Logotype for Colliers International Group Inc

Colliers International Group (CIGI) Investor presentation summary

Event summary combining transcript, slides, and related documents.

Logotype for Colliers International Group Inc

Investor presentation summary

2 Mar, 2026

Company overview and business segments

  • Operates as a global diversified professional services and investment management firm with $5.6B revenue in 2025 and 24,000 professionals worldwide.

  • Three main segments: Commercial Real Estate ($3.3B revenue), Engineering ($1.8B revenue), and Investment Management ($0.5B revenue, $108B AUM).

  • Commercial Real Estate offers a full-service global platform, with 38% of revenue contractual and resilient, and $112B in transaction value in 2025.

  • Engineering segment is rapidly growing, diversified across geographies and end markets, and will be strengthened by the acquisition of Ayesa Engineering.

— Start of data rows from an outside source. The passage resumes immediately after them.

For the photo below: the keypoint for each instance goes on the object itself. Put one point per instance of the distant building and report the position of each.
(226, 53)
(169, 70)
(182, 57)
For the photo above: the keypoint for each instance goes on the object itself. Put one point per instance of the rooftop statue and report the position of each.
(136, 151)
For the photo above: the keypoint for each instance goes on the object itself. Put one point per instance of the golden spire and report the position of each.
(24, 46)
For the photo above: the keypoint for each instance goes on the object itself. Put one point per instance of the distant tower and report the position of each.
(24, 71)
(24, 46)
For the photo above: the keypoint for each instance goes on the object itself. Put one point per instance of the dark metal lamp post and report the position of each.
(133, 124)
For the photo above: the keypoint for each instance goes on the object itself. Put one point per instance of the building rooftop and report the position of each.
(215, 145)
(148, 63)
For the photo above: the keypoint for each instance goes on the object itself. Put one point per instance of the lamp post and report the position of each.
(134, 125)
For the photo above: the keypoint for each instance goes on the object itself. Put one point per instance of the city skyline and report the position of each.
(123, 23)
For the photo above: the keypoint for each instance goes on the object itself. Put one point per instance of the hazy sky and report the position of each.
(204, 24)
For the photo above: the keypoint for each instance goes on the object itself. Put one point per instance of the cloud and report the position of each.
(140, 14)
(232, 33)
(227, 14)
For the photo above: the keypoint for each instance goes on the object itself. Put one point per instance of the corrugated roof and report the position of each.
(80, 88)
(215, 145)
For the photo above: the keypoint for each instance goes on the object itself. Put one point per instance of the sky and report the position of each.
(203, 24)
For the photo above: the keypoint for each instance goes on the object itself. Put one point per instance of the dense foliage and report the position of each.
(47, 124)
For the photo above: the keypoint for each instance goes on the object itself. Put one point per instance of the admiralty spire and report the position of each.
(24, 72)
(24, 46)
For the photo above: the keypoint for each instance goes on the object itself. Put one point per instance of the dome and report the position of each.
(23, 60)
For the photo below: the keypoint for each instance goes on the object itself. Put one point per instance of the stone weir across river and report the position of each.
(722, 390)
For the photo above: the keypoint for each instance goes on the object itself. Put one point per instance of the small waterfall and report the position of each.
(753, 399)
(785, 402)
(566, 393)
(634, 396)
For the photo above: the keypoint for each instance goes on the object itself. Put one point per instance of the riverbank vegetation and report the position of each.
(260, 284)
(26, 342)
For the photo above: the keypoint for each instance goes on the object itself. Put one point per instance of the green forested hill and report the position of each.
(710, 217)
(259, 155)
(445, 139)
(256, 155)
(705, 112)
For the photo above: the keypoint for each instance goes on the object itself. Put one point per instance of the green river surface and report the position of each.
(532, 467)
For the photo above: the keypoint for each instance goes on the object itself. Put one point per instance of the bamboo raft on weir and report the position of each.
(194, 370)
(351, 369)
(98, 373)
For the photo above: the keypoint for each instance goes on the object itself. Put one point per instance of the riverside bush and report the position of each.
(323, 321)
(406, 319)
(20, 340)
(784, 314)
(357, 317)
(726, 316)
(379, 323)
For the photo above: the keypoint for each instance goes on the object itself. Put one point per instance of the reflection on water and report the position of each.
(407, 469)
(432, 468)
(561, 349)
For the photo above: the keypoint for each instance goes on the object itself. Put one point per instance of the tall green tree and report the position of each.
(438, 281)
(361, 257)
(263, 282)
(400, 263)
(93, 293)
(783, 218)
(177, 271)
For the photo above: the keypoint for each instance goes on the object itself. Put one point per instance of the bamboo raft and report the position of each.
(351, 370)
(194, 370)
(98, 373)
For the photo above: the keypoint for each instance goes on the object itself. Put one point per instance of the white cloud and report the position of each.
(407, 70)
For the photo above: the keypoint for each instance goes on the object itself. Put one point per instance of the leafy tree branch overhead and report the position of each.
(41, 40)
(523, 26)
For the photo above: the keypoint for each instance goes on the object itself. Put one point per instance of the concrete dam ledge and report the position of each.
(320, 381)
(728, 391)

  • Investment Management manages $108B AUM, focusing on alternative and defensive sectors, with differentiated strategies and strong fundraising track record.

Strategic growth and transformation

  • Emphasizes an enterprising culture, disciplined capital allocation, and a partnership philosophy with over 25% inside ownership.

  • Pursues internal growth by investing in talent, promoting from within, and targeting faster-than-market expansion.

  • Acquisitions are a key growth lever, targeting 15%+ unlevered IRR and focusing on synergies and adjacencies.

  • Transformation since 2015 has increased resilient AEBITDA from 28% to 71% by 2025, driven by diversification and growth in Engineering and Investment Management.

  • Cross-platform synergies between segments maximize value, with client referrals and skill transfer enhancing growth opportunities.

Financial performance and capital structure

  • Revenue grew from $2.8B in 2020 to $5.6B in 2025, with Adjusted EBITDA rising from $361M to $732M and Adjusted EPS from $4.18 to $6.99.

  • Maintains robust free cash flow, with a 105% conversion rate in 2025, supporting reinvestment and acquisitions.

  • Over $1.1B in available liquidity under a revolving credit facility due 2031; leverage ratio at 2.0x, rising to 2.7x post-Ayesa acquisition.

  • Asset-light business model with strong cash flow, low capex, and high free cash flow conversion.

  • 70%+ of earnings are resilient, providing balance, stability, and durability.